5.3 通过属性值的子字符串匹配查找节点（不区分大小写）

假设有xml如下：

<Galaxy>
    <name>Milky Way</name>
    <CelestialObject name="Earth" type="planet"/>
    <CelestialObject name="Sun" type="star"/>
</Galaxy>

路径

/Galaxy/*[contains(lower-case(@name),'ear')]

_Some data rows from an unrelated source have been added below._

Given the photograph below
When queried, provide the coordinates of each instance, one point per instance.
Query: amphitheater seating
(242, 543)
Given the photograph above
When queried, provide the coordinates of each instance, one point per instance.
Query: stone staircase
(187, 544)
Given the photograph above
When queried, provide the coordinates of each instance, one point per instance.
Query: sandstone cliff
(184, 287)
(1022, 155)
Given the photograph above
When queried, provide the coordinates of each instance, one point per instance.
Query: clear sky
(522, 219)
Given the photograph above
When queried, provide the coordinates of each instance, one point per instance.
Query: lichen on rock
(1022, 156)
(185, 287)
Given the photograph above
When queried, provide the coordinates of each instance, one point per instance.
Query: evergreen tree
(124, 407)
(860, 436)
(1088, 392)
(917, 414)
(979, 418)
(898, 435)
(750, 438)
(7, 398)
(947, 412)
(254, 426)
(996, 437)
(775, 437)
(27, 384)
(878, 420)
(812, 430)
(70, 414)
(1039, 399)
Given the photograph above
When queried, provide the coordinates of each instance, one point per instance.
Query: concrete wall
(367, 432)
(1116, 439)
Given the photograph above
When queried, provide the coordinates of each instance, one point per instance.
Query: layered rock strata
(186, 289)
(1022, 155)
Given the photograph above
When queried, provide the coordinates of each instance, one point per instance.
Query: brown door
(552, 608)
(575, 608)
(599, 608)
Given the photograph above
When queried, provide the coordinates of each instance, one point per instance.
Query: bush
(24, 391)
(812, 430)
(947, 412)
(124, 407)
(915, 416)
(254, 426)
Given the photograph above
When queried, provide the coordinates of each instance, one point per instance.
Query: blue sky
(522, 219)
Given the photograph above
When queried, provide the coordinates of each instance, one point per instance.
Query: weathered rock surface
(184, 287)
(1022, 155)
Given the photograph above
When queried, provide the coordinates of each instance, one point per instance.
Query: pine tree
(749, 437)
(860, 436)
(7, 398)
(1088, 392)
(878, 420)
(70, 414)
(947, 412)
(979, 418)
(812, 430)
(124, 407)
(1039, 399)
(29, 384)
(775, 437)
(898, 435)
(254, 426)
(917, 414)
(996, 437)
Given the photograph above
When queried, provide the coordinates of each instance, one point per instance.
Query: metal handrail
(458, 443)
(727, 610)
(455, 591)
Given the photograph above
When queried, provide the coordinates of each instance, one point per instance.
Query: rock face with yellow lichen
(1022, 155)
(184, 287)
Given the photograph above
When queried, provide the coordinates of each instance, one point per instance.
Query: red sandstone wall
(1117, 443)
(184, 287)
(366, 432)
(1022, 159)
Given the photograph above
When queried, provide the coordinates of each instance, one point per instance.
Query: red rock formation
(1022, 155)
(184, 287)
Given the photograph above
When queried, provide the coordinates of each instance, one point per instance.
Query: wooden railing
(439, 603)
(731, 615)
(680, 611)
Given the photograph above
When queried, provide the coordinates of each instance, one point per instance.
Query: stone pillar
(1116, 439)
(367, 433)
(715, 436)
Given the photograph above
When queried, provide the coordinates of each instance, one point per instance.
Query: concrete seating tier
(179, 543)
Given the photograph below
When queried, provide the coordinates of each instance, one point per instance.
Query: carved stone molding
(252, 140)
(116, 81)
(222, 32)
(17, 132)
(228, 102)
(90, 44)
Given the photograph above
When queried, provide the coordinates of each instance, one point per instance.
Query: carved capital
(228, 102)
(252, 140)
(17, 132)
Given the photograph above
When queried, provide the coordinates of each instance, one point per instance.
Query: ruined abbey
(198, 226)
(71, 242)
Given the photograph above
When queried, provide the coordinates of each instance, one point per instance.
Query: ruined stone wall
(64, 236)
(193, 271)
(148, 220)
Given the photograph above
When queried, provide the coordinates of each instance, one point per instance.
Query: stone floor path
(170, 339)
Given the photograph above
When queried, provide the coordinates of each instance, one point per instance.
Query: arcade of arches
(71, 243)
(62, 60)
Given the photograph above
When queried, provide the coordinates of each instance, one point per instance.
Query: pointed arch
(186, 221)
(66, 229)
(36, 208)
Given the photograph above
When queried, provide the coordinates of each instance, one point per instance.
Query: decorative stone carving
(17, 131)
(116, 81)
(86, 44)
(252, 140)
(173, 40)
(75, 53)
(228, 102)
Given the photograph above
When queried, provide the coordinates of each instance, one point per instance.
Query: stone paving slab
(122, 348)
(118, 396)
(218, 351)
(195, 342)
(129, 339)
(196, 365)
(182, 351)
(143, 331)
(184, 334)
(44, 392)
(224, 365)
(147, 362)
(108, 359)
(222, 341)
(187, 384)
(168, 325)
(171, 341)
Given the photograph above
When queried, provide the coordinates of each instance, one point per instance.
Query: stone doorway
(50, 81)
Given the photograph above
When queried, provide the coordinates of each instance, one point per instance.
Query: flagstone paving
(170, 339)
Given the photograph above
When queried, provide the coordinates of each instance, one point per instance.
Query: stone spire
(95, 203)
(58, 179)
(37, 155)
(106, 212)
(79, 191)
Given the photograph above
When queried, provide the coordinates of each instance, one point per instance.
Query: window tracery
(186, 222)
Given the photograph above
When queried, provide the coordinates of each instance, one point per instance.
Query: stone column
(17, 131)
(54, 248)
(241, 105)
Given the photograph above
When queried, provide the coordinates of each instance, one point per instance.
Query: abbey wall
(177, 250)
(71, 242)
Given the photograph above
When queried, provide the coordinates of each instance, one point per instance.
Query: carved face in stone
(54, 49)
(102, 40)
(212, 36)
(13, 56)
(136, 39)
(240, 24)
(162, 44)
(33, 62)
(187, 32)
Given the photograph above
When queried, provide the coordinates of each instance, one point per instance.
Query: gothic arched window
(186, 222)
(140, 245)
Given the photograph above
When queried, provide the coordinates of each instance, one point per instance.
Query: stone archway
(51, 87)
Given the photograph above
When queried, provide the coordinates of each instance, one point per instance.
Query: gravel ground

这里又出现了新的东西，加入 lower-case() 函数就是来保证我们可以包括所有的大小写情况。
路径

/Galaxy/*[contains(lower-case(@name),'ear')]

或者

//*[contains(lower-case(@name),'ear')]

或者，使用双引号中的字符串：

//*[contains(lower-case(@name), "ear")]

输出

<CelestialObject name="Earth" type="planet" />

5.4 通过匹配属性值末尾的子字符串查找节点

假设有xml如下：

<Galaxy>
    <name>Milky Way</name>
    <CelestialObject name="Earth" type="planet"/>
    <CelestialObject name="Sun" type="star"/>
</Galaxy>

路径

/Galaxy/*[ends-with(lower-case(@type),'tar')]

补充：这里又出现了新的函数，ends-with就是匹配以xx结尾。

或者

//*[ends-with(lower-case(@type),'tar')]

输出

<CelestialObject name="Sun" type="star" />

5.5 通过匹配属性值开头的子字符串查找节点

假设有这个xml：

<Galaxy>
    <name>Milky Way</name>
    <CelestialObject name="Earth" type="planet"/>
    <CelestialObject name="Sun" type="star"/>
</Galaxy>

路径

/Galaxy/*[starts-with(lower-case(@name),'ear')]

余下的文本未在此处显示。